Маковицкий, отсмеявшись, спросил:
— С тем и отпустили?
— С тем и отпустил.
Булгаков, слушавший внимательно, тем временем все разбирал письма и, чтобы не дать разговору перейти на другую тему, достал тетрадный листок.
— Лев Николаевич, вот примерно в том же роде. Женщина раскаивается в прелюбодеянии. Пишет, что, будучи замужем, полюбила другого, находится с ним в преступной связи и спрашивает, как ей быть.
Толстой очень оживился:
— Ну-ка дайте... Это интересно, это я должен сам прочесть...
Надел очки, читал долго, внимательно, потом мягко, с любовью разглаживая лист, сказал своей корреспондентке, точно она была тут рядом:
— Милушка ты моя, а кто может поручиться, что за этим вторым не последует третий? Кажется, Ларошфуко писал, что можно встретить женщину, у которой не было любовников, но трудно встретить женщину, у которой был только один любовник...
И снова вошла, уже в третий раз, Софья Андреевна. Она встала у дверей, бледная, измученная, растерянная. Сказала, с трудом переводя дыхание:
— Надеюсь, на этот раз я не ослышалась...
Лев Николаевич ничего не ответил, и она опустилась у его ног. Тихо, по-деревенски, завыла и, захлебываясь горем, спрашивала:
— Левочка, почему ты на меня сердишься? И сколько эта наша ссора будет продолжаться? Ведь не может же она быть бесконечной...
Булгаков вышел первым. Маковицкий сначала дочитал статью в газете, потом тоже вышел. Оставшись вдвоем с мужем, Софья Андреевна долго и безутешно плакала, а Лев Николаевич сидел неподвижно, в том положении, в котором она его застала, когда вошла. Отплакавшись, Софья Андреевна попросила тихим голосом:
— Левочка, у меня сегодня на редкость тяжелый день. Мне все почему-то кажется, что в нашей семье произошла какая-то катастрофа, которая до меня еще не дошла, но с минуты на минуту дойдет. И я молю бога отдалить от меня это испытание и прошу тебя помочь мне.
— Чем же я могу тебе помочь?
— Успокой меня. Или, если тебе этого не хочется, посиди со мной вот так, рядышком, и я постараюсь сама себя успокоить.
— Хорошо. Посидим.
Они сидят, молчат, и Лев Николаевич тем временем думает: «Что меня всегда в ней поражало, так это ее интуиция. Выдающаяся, прямо-таки дьявольская интуиция. Десять лет идут разговоры о моем завещании, десять лет она волнуется и не особенно волнуется, но вот этот документ подписан. Не прошло еще и дня, а она уже все знает, хотя новость до нее еще не дошла».
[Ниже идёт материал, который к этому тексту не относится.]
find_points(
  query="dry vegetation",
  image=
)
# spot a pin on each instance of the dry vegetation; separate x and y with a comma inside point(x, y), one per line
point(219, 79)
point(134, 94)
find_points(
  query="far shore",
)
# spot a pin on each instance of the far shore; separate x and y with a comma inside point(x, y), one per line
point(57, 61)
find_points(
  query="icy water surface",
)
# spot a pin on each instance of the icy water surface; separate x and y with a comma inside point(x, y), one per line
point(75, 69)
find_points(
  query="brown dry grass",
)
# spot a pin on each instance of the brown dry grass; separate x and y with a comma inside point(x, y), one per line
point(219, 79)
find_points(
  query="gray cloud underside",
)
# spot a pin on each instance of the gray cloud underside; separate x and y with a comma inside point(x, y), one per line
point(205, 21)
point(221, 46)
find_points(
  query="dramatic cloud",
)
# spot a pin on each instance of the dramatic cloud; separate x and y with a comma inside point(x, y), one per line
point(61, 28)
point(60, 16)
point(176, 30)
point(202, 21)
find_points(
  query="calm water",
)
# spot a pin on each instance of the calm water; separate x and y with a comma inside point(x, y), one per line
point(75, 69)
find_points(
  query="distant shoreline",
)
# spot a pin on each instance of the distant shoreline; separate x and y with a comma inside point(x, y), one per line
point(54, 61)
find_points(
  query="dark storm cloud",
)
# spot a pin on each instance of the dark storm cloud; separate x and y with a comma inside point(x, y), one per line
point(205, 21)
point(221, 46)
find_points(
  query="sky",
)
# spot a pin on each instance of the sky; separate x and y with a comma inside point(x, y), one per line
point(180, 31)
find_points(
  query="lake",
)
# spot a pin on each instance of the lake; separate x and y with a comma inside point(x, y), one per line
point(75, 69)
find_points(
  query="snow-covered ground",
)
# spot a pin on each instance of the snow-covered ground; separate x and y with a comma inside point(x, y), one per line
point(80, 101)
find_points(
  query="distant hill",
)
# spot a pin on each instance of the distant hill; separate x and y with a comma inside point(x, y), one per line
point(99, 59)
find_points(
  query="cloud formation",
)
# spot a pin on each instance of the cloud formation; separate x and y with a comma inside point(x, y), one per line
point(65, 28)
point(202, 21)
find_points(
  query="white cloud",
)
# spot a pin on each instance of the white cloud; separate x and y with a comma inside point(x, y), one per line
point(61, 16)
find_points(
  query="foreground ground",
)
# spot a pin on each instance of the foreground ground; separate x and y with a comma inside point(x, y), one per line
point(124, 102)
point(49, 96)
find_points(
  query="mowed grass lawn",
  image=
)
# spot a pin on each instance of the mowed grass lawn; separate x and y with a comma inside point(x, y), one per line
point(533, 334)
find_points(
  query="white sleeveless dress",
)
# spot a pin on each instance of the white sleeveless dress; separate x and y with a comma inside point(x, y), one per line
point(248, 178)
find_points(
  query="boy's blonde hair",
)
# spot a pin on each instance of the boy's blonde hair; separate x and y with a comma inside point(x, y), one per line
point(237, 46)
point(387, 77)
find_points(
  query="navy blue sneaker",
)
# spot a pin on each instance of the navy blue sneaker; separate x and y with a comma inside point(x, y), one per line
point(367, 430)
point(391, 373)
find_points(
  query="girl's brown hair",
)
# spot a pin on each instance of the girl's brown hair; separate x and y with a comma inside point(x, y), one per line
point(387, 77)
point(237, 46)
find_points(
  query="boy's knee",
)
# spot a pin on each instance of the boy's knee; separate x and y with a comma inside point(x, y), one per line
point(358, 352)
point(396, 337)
— Поговори со мной, Левочка. Я не люблю, когда ты, сидя рядом, думаешь о другом.
— О чем же нам с тобой поговорить?
— Ну хотя бы о нашем последнем утешении — о Ванечке.
— Давай поговорим о Ванечке.
— Ты знаешь, мне кажется, что он родился таким красивым и хорошим только потому, что бог его нам дал на старости лет, когда сами мы стали добрее, духовно богаче, чем были в молодости.
Лев Николаевич согласился:
— Может быть.
Софья Андреевна сияла: никого так глубоко и сильно она не любила, как своего последнего сыночка.
— И еще я подумала, Левочка, что не случайно в народных сказках эти самые Ванюши-дурачки, самые младшие дети, оказываются самыми сильными и мудрыми. Они впитывают опыт взрослых родителей и неудачи своих старших братьев.
— Очень хорошая и интересная мысль.
— И еще я думаю, что если бы он у нас тогда, после той болезни, выжил, то у нас теперь все было бы по-другому и сами мы были бы другие — более миролюбивые, более терпимые друг к другу.
— Возможно.
— А еще временами мне почему-то кажется, что и у него был дар сочинителя, что он тоже стал бы всемирно известным литератором. Его первое сочинение тоже называлось бы «Детство», и была бы эта книга о Ясной Поляне, книга о его детстве, о нашей старости. И, может, потому нам теперь так горько и маемся мы, что перед концом жизни никто не увидит нас молодыми глазами и не запомнит молодой душой.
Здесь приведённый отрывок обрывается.